In 1993, Fabienne Heucq, Robert’s daughter, and Philippe, the son of François Gamet met and fell in love. Since 2018, the estate has been led by their daughter and fourth-generation Marianne, Champagne Gamet is a grower-producer, with vineyards in eight hectares in three villages – Mardeuil on the left bank and Fleury-la-Rivière and Damery on the right bank. Marianne’s brother, Jean-François, a trained enologist currently working in Bordeaux, travels back home to assist his sister and parents with harvest, blending, and bottling, but the estate is run by Marianne. “The philosophy of François, my grandfather, was the philosophy of the recoltant manipulant, and this has been the philosophy from that time,” says Marianne. “We are still and for always recoltant manipulant. For us, this gives us the ability to control the entire production from A to Z. from the vineyard to the vinification to the cellar”

This corner of Champagne where the winery is located is just west of the town of Epernay, near the Côte sud d’Epernay, a series of hills that encircles the second most important urban center in Champagne. Mardeuil is just north of the Côte sud, at the mouth of the Vallée de la Marne, on the Rive Gauche, directly opposite the 1er Crus of Cumières and Hautvilllers. Here, all three major grape varieties thrive on different soils. The subsoil is chalk, with various depths of clay, marl, and silex. The vineyards in each of these three villages face different directions, giving different characters to the wines even though they are less than 8km away from each other

In addition to tending grape vines, Marianne and her brother also produce excellent ciders from eight old apple varieties. The production remains very small but will expand slightly in the future, with several single-plot ciders in addition to the delicious Champagnes in the range.

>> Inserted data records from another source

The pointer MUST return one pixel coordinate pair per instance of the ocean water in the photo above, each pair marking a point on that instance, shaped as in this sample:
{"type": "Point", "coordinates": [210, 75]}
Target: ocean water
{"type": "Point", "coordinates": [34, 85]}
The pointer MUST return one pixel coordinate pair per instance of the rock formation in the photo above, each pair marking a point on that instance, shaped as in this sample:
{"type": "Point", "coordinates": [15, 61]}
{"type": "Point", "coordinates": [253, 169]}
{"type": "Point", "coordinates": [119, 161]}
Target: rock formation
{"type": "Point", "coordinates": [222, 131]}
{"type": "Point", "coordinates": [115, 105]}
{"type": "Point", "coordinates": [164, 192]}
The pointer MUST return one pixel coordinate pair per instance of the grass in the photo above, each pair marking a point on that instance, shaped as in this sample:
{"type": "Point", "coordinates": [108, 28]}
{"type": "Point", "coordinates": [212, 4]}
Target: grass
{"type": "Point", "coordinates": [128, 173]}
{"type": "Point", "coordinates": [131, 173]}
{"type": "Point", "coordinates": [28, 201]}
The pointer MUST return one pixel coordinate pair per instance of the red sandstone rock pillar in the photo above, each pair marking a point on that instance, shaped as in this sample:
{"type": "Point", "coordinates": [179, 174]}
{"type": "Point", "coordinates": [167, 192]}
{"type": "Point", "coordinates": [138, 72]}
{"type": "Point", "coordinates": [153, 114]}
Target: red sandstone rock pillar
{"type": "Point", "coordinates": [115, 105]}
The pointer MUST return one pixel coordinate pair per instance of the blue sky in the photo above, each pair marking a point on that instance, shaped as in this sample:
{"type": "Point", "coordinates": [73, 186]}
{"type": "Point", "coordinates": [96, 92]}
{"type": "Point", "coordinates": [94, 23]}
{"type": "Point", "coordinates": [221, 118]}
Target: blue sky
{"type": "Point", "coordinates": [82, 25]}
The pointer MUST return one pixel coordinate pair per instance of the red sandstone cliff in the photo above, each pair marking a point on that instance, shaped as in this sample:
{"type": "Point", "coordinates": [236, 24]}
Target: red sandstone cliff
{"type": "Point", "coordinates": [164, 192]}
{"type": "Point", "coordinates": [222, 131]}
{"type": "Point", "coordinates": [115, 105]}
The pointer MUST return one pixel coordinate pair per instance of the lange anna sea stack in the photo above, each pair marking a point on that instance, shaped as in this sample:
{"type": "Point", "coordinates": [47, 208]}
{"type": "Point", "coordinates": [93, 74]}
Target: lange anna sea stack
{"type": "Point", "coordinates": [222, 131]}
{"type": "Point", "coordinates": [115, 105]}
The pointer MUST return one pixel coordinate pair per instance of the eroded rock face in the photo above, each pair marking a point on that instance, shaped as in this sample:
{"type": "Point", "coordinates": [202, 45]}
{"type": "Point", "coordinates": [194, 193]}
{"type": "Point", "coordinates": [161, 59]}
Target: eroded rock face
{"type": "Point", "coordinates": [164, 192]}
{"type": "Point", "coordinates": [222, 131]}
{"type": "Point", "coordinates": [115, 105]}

“The idea is to continue working on the Champagne side, as something artisanal, to keep the philosophy of recoltant manipulant, improving techniques in vinification and the cellar, but we also continue to develop on the farm side, since we were farmers from the beginning,” says Marianne. “We continue on this side with cider, honey, and cereals. The idea is to become closer with nature and change to do more in the vineyards to protect the environment and the expression of terroir.”